Here’s a story for you: A young, hotshot stockbroker loses everything in one disastrous day at the market, then becomes a bicycle messenger and destroys a leading New York dope dealer.
Sound far-fetched? Absurd? Believe it or not, people get paid huge amounts of money for ideas such as this. In the case of Tom Donnelly, who wrote Quicksilver, he was even allowed to direct the danged thing (it’s his first film).
The hero (Kevin Bacon, from Diner and Footloose), who begins the film with a very bad fake mustache, drops a wad on Wall Street one day. When asked what happened to all his money, he replies, “Nothing happened to it. The money’s still there, it just belongs to somebody else now.”
Actually, he feels pretty rotten, especially because he blew his parents’ life savings, not to mention his own.
So, for some reason, Bacon scans the want ads and decides that the exciting world of bicycle message-delivering is the career for him. He takes to the streets and delivers messages through the brutal New York City traffic. See, he’s lost his nerve for the big time so he consoles himself with the heady rush of dodging cars.
While on the job, he meets some people who, I suspect, are intended to be warm and wonderful characters. Hector (Paul Rodriguez) dreams someday of owning a chain of hot dog stands. Bacon looks at him and says, “You are one optimistic Mexican,” which seems an accurate comment.
Bacon also meets a cute young thing (Jami Gertz) who foolishly gets involved delivering drugs for a bad dude (Rudy Ramos) who never seems to get out of his car. She says her parents are in Vegas as the opening act for Frank Sinatra, but we sense that this is merely a brassy subterfuge to cover up her deeper feelings. It is.
All of this leads to Bacon going back out on the stock market floor, kicking a little you-know-what and then cornering the dope pusher and doing the same with him.
It’s a strange film, full of loose ends and unmotivated actions, and the whole subplot of the drug dealer appears to have been grafted onto the story after the first few drafts of the screenplay, to add a little blood and guts to the goings-on.
There are, of course, a few sequences that are available to be lifted intact for music videos, including the obligatory Giorgio Moroder (he scored Flashdance) tune, this time sung by Roger Daltrey, who really should know better.

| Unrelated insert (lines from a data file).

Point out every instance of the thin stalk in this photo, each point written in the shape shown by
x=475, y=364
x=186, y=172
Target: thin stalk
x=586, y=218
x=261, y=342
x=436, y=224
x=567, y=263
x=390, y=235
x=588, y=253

As for Bacon—well, he’s still a likable sort, but he should choose projects that are more like movies than mere star vehicles. This particular vehicle is as light as his high-speed bike.
First published in the Herald, February 15, 1986
A quintessential Eighties title, not nearly as much fun to sit through as it sounds like it might be. Once again I fail to mention Larry Fishburne in the case, although this has more to do with the movie than the actor. The Moroder song has a de rigueur quality to it, as Hollywood admitted that MTV was in charge. Bacon, of course, has made his career in not being a likable sort, so I don’t know why I said that.